Firmare una petizione in favore della pace è un atto del tutto legittimo che rientra nella libertà d’espressione. Sembrerebbe ovvio, ma la Corte Costituzionale turca in questi giorni ha dovuto ribadirlo.
La vicenda è quella della petizione lanciata l’11 gennaio 2016 e sottoscritta da 2.212 accademici in favore di negoziati di pace tra il governo e il Partito dei lavoratori del Kurdistan (Pkk).
Da allora oltre 700 firmatari sono stati incriminati per “propaganda in favore di un’organizzazione terrorista” e molti di loro hanno ricevuto in primo grado condanne fino a tre anni di carcere.

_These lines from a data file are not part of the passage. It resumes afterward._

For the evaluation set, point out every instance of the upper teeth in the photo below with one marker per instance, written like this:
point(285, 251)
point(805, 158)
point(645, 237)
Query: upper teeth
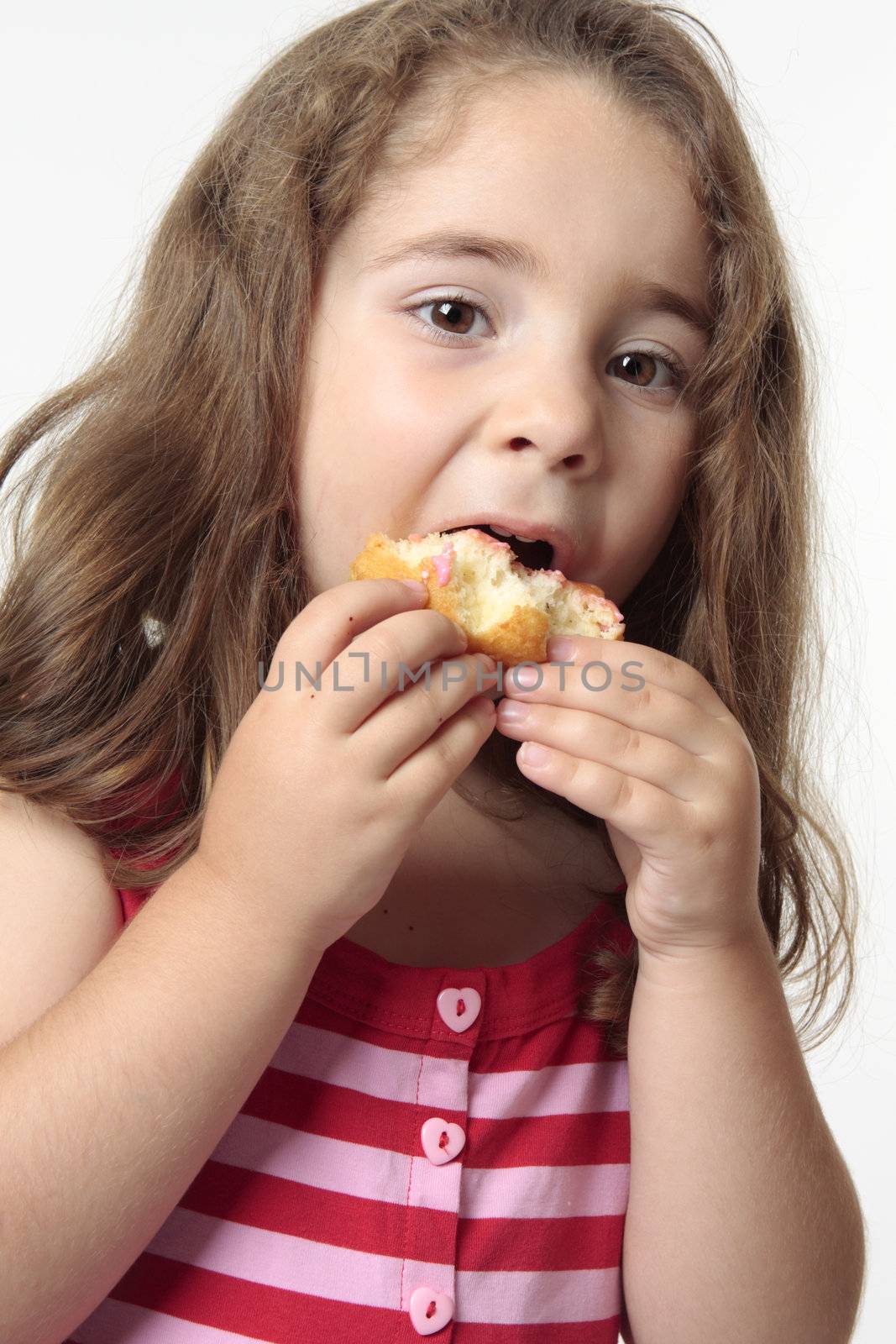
point(504, 533)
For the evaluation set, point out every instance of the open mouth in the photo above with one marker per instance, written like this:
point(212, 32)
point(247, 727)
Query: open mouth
point(535, 555)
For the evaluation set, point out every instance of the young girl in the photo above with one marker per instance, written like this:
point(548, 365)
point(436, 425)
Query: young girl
point(364, 1062)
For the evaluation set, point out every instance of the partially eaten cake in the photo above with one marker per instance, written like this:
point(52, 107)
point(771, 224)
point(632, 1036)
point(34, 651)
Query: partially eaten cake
point(506, 608)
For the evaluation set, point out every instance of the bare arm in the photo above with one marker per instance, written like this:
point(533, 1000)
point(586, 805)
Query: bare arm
point(116, 1097)
point(743, 1223)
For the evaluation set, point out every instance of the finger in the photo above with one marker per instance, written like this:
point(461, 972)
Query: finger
point(398, 652)
point(647, 709)
point(410, 717)
point(369, 663)
point(426, 776)
point(606, 743)
point(644, 812)
point(332, 618)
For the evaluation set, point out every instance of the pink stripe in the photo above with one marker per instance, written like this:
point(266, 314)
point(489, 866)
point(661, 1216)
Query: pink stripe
point(331, 1272)
point(399, 1075)
point(376, 1173)
point(120, 1323)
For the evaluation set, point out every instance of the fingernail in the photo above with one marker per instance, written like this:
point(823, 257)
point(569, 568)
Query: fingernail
point(533, 754)
point(560, 649)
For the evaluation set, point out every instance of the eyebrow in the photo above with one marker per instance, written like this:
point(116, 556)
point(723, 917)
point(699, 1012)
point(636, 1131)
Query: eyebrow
point(523, 260)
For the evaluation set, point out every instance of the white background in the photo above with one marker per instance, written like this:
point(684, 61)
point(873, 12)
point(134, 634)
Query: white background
point(102, 108)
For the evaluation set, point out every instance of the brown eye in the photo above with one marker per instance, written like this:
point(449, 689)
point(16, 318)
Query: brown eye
point(450, 318)
point(644, 366)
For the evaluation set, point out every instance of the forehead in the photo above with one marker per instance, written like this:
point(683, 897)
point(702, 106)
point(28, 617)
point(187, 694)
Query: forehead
point(586, 181)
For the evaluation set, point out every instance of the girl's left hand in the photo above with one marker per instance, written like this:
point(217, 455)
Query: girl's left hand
point(645, 743)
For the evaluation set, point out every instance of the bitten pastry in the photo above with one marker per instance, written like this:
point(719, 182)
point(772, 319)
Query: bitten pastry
point(506, 608)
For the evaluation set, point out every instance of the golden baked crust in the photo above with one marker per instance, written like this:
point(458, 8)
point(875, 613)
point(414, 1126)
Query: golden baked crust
point(506, 609)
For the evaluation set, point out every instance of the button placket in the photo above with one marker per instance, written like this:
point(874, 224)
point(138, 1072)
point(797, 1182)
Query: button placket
point(430, 1310)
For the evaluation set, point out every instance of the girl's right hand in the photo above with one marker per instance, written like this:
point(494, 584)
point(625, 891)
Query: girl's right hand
point(320, 792)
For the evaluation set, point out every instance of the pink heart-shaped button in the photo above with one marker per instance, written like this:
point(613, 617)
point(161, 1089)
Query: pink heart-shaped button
point(441, 1140)
point(430, 1310)
point(449, 1005)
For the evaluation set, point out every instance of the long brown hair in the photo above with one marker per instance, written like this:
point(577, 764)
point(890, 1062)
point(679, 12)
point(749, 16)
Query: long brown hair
point(160, 562)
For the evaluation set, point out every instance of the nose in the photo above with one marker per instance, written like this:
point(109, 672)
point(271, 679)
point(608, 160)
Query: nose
point(560, 423)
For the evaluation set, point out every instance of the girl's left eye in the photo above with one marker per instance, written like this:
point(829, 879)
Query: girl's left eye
point(450, 302)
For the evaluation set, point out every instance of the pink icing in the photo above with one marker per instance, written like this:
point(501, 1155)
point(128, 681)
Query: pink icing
point(443, 561)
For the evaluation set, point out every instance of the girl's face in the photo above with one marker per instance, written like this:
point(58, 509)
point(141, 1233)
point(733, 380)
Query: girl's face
point(446, 387)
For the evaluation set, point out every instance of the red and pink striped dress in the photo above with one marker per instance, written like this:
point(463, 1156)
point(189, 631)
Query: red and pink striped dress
point(429, 1152)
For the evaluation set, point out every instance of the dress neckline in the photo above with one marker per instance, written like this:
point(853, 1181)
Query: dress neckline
point(517, 998)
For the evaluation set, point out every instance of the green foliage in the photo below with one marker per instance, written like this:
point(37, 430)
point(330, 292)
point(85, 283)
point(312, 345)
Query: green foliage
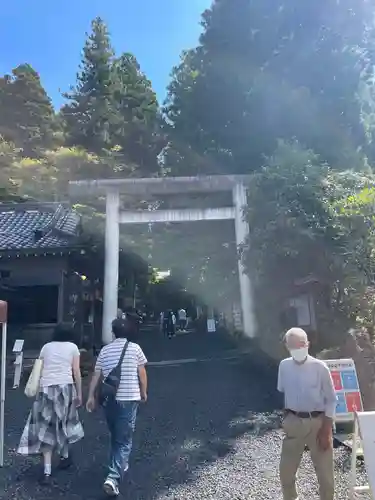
point(266, 71)
point(27, 117)
point(309, 221)
point(89, 114)
point(137, 130)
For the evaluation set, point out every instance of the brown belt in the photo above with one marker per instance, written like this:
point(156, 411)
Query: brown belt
point(305, 414)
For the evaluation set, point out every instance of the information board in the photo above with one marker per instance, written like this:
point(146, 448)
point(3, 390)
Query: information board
point(211, 325)
point(345, 380)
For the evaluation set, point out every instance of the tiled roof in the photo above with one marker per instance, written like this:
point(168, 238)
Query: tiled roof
point(39, 226)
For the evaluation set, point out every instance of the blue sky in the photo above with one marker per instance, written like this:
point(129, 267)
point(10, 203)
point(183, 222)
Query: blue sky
point(49, 35)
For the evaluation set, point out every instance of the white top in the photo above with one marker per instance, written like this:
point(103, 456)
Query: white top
point(182, 314)
point(108, 358)
point(307, 387)
point(57, 363)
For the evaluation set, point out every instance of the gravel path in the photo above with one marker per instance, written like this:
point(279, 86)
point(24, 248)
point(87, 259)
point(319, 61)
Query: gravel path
point(209, 431)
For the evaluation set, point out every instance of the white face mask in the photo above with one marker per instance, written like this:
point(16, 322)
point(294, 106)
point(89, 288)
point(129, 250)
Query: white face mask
point(300, 354)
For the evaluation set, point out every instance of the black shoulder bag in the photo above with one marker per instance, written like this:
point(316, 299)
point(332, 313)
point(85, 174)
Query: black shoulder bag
point(109, 386)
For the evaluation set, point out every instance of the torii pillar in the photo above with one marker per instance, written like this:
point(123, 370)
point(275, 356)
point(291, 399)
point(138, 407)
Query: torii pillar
point(170, 185)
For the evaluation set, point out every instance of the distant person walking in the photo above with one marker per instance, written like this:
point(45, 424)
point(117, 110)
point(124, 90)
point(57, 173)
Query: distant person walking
point(53, 423)
point(182, 319)
point(310, 404)
point(169, 323)
point(121, 410)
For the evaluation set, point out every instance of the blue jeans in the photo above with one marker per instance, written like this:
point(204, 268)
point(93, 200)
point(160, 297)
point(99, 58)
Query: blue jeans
point(121, 416)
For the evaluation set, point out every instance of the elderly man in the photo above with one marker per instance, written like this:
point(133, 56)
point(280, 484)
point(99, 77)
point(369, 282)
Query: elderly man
point(310, 403)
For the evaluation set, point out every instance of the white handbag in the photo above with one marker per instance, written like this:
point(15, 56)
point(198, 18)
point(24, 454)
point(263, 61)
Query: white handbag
point(32, 386)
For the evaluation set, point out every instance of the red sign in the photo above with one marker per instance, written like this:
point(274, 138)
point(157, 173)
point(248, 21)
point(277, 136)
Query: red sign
point(337, 382)
point(353, 401)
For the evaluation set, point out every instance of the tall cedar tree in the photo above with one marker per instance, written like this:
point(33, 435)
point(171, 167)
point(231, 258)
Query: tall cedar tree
point(136, 130)
point(264, 71)
point(27, 117)
point(90, 114)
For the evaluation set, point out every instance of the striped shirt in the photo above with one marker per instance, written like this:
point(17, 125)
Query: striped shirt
point(134, 357)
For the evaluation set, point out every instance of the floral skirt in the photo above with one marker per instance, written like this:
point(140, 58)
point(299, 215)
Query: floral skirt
point(53, 422)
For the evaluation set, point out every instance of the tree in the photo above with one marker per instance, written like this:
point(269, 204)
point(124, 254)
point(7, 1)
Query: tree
point(137, 129)
point(266, 71)
point(90, 114)
point(27, 117)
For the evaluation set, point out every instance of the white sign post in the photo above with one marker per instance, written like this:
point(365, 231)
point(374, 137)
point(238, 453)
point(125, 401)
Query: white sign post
point(3, 322)
point(211, 325)
point(18, 363)
point(363, 433)
point(345, 380)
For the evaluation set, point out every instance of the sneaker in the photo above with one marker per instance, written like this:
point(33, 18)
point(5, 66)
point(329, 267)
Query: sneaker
point(110, 488)
point(65, 463)
point(45, 479)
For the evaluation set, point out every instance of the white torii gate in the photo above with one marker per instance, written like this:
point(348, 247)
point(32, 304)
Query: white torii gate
point(113, 188)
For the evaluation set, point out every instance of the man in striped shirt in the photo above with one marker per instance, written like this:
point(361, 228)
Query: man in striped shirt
point(121, 412)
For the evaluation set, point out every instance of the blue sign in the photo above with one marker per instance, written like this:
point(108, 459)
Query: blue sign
point(349, 380)
point(341, 403)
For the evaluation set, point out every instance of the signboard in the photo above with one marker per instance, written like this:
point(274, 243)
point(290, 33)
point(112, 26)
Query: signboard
point(18, 345)
point(211, 325)
point(345, 380)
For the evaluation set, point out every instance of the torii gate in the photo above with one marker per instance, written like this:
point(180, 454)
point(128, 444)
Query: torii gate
point(113, 188)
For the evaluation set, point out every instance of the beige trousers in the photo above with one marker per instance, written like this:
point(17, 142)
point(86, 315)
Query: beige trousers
point(300, 432)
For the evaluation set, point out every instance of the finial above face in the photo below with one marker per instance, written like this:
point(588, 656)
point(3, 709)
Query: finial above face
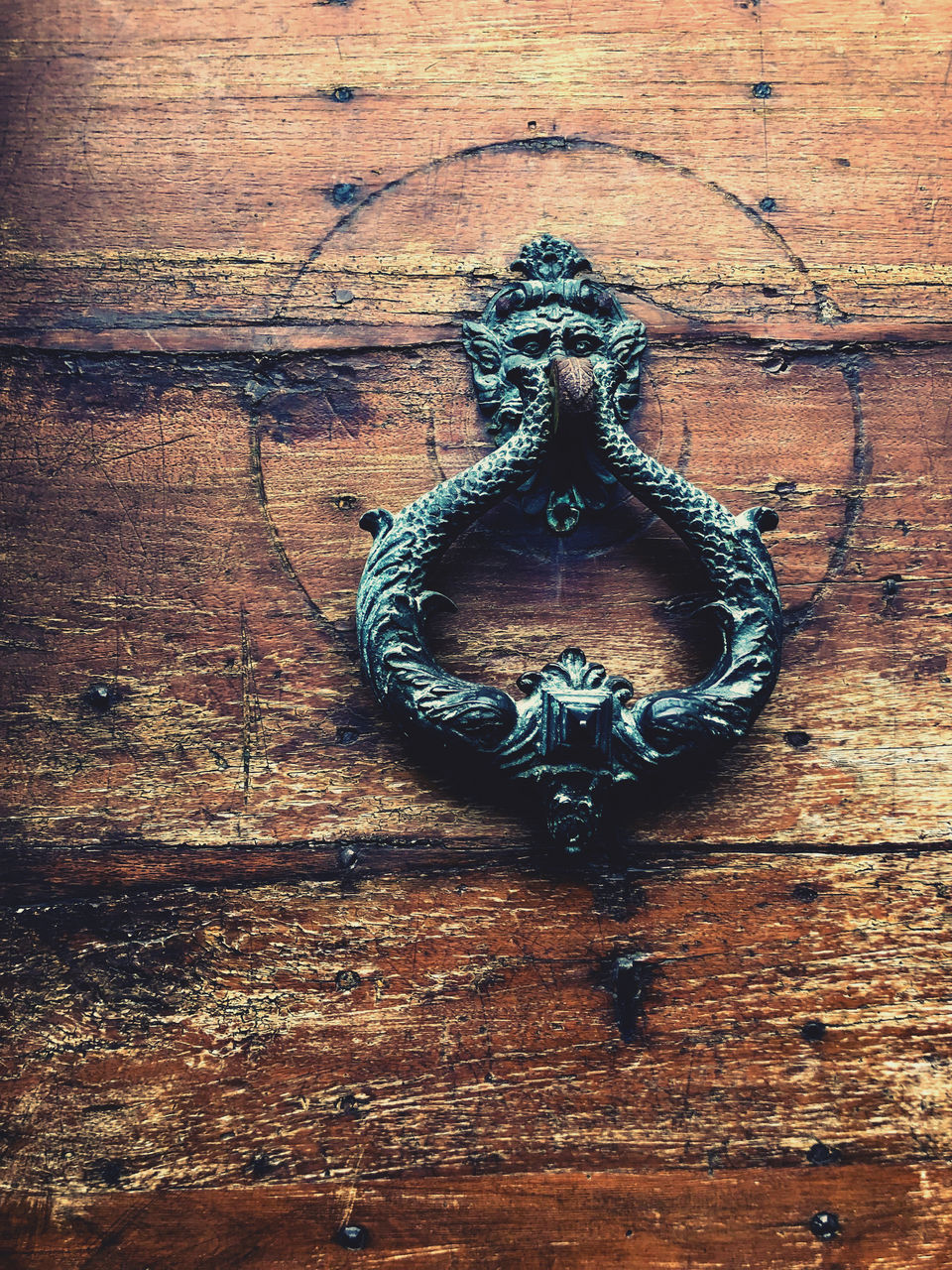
point(551, 313)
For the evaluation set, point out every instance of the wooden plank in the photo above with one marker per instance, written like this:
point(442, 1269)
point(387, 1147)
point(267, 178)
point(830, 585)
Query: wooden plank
point(712, 1015)
point(207, 166)
point(182, 534)
point(890, 1219)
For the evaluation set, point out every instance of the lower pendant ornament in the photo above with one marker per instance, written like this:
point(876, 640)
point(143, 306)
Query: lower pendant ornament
point(556, 370)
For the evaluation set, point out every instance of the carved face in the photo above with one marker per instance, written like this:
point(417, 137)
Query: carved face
point(575, 810)
point(532, 322)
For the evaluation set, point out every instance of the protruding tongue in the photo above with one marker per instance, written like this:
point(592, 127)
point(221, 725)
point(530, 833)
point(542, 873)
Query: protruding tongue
point(575, 384)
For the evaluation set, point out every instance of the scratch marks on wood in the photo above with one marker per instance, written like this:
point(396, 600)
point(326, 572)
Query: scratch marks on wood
point(253, 733)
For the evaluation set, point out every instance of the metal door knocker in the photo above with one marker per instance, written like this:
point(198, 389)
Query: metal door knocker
point(555, 365)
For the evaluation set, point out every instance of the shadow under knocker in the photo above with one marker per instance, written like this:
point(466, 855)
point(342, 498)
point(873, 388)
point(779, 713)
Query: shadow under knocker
point(556, 373)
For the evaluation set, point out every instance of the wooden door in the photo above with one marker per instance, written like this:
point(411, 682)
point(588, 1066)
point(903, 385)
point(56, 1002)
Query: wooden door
point(276, 993)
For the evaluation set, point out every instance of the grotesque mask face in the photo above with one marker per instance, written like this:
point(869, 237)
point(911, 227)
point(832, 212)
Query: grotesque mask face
point(546, 316)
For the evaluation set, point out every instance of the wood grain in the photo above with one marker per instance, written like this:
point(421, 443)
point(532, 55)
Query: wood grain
point(262, 971)
point(151, 502)
point(180, 166)
point(313, 1051)
point(895, 1219)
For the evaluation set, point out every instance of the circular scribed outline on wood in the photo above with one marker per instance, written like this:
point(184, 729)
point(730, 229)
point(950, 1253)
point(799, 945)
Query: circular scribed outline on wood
point(825, 312)
point(556, 366)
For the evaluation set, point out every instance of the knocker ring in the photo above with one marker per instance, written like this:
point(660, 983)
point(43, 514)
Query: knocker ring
point(555, 365)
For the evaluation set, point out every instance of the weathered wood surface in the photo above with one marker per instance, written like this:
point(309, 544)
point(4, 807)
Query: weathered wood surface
point(897, 1219)
point(180, 164)
point(150, 504)
point(303, 1053)
point(263, 974)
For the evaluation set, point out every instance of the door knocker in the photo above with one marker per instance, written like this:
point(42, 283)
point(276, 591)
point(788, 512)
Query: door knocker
point(555, 365)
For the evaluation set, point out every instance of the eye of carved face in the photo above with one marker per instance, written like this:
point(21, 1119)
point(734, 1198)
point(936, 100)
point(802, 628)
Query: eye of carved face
point(532, 343)
point(552, 313)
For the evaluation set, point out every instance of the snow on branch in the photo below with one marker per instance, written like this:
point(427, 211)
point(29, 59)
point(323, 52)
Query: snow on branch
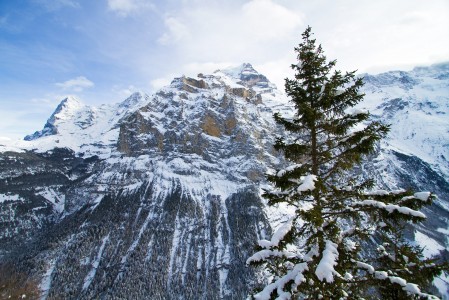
point(296, 275)
point(307, 183)
point(423, 196)
point(391, 208)
point(410, 288)
point(266, 253)
point(282, 172)
point(325, 269)
point(278, 235)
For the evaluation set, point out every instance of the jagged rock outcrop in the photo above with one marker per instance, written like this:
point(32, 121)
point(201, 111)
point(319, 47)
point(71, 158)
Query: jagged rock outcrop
point(158, 197)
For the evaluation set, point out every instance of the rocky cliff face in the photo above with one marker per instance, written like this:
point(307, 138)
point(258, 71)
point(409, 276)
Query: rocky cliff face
point(158, 197)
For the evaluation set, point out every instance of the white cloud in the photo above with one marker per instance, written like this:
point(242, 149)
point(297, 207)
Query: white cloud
point(77, 84)
point(53, 5)
point(176, 31)
point(125, 8)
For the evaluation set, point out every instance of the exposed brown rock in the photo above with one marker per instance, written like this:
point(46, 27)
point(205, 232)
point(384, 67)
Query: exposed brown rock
point(210, 127)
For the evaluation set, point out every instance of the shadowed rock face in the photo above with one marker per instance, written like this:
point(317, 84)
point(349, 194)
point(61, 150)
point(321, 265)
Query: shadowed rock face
point(171, 207)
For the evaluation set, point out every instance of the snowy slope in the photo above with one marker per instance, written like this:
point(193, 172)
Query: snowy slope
point(416, 104)
point(81, 128)
point(159, 196)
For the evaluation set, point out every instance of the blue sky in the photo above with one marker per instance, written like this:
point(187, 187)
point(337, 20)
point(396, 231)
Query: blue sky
point(103, 50)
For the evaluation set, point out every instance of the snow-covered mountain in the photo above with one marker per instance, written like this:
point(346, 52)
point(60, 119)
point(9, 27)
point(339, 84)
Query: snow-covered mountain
point(158, 197)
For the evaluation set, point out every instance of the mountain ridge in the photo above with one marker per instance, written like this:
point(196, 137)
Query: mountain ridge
point(170, 184)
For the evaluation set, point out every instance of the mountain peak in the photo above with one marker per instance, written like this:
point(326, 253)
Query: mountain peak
point(246, 75)
point(64, 110)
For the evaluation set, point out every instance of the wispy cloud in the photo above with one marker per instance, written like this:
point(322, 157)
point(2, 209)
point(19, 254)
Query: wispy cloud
point(77, 84)
point(53, 5)
point(125, 8)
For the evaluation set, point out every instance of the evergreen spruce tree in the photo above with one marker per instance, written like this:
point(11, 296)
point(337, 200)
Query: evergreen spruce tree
point(317, 253)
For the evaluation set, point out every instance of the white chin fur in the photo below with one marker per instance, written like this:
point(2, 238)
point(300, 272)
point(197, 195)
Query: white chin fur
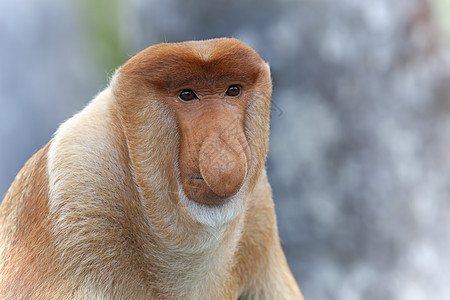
point(214, 216)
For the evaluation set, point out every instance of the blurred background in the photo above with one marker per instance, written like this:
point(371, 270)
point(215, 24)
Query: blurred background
point(360, 136)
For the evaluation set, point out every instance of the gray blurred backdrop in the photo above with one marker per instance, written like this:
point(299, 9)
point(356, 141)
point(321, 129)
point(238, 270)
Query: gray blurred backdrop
point(360, 136)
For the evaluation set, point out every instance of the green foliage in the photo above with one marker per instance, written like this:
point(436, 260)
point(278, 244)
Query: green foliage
point(102, 20)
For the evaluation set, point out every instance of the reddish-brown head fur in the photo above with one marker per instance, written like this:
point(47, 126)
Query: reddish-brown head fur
point(214, 154)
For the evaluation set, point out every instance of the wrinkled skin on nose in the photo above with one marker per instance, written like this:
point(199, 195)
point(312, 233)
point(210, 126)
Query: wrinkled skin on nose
point(214, 156)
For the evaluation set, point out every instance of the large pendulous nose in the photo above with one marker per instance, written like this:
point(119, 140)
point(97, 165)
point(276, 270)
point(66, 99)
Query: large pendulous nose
point(223, 164)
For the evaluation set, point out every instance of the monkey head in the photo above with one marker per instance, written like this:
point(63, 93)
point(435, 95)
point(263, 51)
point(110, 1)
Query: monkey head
point(210, 101)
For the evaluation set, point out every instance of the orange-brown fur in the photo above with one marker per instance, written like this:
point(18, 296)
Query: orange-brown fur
point(109, 208)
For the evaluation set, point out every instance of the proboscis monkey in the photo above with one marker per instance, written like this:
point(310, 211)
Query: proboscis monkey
point(156, 190)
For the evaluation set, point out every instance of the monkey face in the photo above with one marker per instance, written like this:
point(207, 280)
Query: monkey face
point(208, 88)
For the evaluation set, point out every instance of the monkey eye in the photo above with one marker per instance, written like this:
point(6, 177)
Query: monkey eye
point(233, 90)
point(187, 95)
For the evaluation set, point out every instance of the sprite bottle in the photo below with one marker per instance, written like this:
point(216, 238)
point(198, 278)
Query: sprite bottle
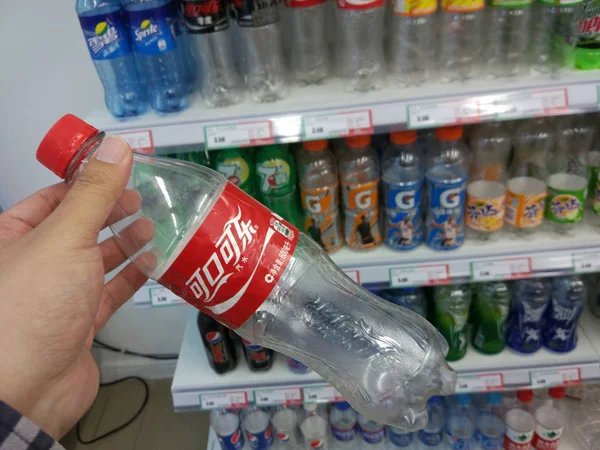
point(452, 305)
point(492, 305)
point(276, 171)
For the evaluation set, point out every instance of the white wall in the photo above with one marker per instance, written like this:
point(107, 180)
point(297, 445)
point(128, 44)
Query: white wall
point(45, 72)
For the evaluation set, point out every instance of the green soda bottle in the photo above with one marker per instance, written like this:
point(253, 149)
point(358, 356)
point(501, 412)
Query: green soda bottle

Centinaia di altri firmatari sono stati licenziati, o costretti a dare le dimissioni, dalle università pubbliche e private e 406 sono stati interdetti per sempre dal pubblico impiego.
Ci si aspetta che la sentenza emessa il 26 luglio dalla Corte Costituzionale ponga fine alla farsesca persecuzione, giudiziaria e amministrativa, nei confronti dei firmatari della petizione e porti all’annullamento di tutti i provvedimenti emessi nei loro confronti, comprese le condanne al carcere.
Nella foto la professoressa Zübeyde Füsun Üstel, una delle promotrici del ricorso alla Corte Costituzionale. Il 22 luglio la sua condanna a un anno e mezzo di carcere è stata sospesa in attesa dell’esame dell’appello.